Una vita troncata a meno di sessanta anni, nel pieno della maturità umana e professionale, con una famiglia sempre da tutelare, uno studio così noto da guidare, Beppe ancora giovane, da accompagnare nel difficile percorso della nostra professione.

Nel rapporto umano Bebè cercava di rendersi subito conto della qualità dell’interlocutore e dello stato d’animo dell’amico che incontrava ma, superata questa piccola fase di studio, accettato quindi l’incontro, la Sua cordialità diventava prorompente, arguti i Suoi interventi: Gli bastava captare un di simpatia nell’interlocutore, per manifestare subito quella gioia di vivere che, come ha ricordato nella Chiesa di S. Croce, DonFranco Renna, Parroco nella Rutigliano che tanto amava, era una Sua caratteristica.

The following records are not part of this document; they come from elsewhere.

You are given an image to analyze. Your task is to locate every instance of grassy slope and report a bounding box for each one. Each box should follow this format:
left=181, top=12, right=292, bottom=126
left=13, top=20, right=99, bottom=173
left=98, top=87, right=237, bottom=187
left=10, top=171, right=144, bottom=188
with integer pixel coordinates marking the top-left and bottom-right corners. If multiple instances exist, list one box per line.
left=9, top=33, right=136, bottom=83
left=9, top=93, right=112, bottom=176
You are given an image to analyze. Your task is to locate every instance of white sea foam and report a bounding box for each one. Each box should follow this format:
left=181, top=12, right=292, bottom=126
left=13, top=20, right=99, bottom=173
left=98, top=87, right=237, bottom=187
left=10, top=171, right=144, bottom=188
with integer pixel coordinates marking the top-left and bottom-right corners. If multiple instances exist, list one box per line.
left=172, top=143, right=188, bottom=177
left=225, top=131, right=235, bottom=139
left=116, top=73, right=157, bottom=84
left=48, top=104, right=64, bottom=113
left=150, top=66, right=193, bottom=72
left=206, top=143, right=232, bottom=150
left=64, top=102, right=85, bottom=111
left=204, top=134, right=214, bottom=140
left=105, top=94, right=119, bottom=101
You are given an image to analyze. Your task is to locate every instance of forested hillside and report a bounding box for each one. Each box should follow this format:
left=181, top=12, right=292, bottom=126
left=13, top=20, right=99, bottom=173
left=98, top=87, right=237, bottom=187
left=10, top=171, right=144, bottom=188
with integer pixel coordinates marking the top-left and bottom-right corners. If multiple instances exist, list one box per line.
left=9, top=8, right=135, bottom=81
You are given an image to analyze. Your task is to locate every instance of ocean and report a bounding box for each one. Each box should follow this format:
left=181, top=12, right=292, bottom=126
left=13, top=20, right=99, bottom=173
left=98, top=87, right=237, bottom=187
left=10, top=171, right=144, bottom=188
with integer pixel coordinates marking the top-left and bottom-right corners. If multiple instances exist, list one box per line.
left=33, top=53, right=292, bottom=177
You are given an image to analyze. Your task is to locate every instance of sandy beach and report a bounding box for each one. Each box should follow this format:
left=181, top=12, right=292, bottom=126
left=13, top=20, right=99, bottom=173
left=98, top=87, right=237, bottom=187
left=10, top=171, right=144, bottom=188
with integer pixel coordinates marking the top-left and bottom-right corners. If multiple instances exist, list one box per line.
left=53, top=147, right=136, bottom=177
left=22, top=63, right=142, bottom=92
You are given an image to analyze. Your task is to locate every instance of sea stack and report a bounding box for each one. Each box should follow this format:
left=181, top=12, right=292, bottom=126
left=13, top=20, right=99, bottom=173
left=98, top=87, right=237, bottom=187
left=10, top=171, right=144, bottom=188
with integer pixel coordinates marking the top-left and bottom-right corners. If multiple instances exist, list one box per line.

Lo stesso breve ma penetrante esame precedeva sempre i Suoi interventi nell’attività professionale: Bebè preferiva prima ascoltare, non rifiutava mai la tesi contrapposta, agiva quasi di rimessa, interveniva con cautela ma riusciva ben presto ad analizzare gli aspetti più rilevanti della vicenda e ad affrontare con chiarezza e profondità ogni problema giuridico, sintetizzando il Suo parere verso le più adeguate soluzioni tecniche.

Il manifesto funebre che, con tanta tristezza abbiamo letto vicino al portone del Suo studio, in via Putignani n. 152, riportava due Sue grandi doti:

la certezza nella Fede, che ci permette di accettare la Volontà Divina e consente a chi è così duramente provato negli affetti familiari di continuare a vivere, e la Sua correttezza professionale: mai Bebè ha avuto contrasti marcati con altri Colleghi; sempre pronto ad una difesa tenace degli interessi del cliente, era disposto ad accettare e a capire ogni contrapposizione.

Arrivederci, caro Bebè, siamo certi che Tu ci attendi così come sempre hai fatto, pazientemente, nelle aule quando capitava a qualsiasi Collega di essere costretto a fare tardi.

Alla Sua adorata consorte Maria Luisa, a Francesca, al nostro Beppe, ai cari nipotini e ai familiari tutti, il sentito cordoglio del Sindacato e dei Colleghi del Foro.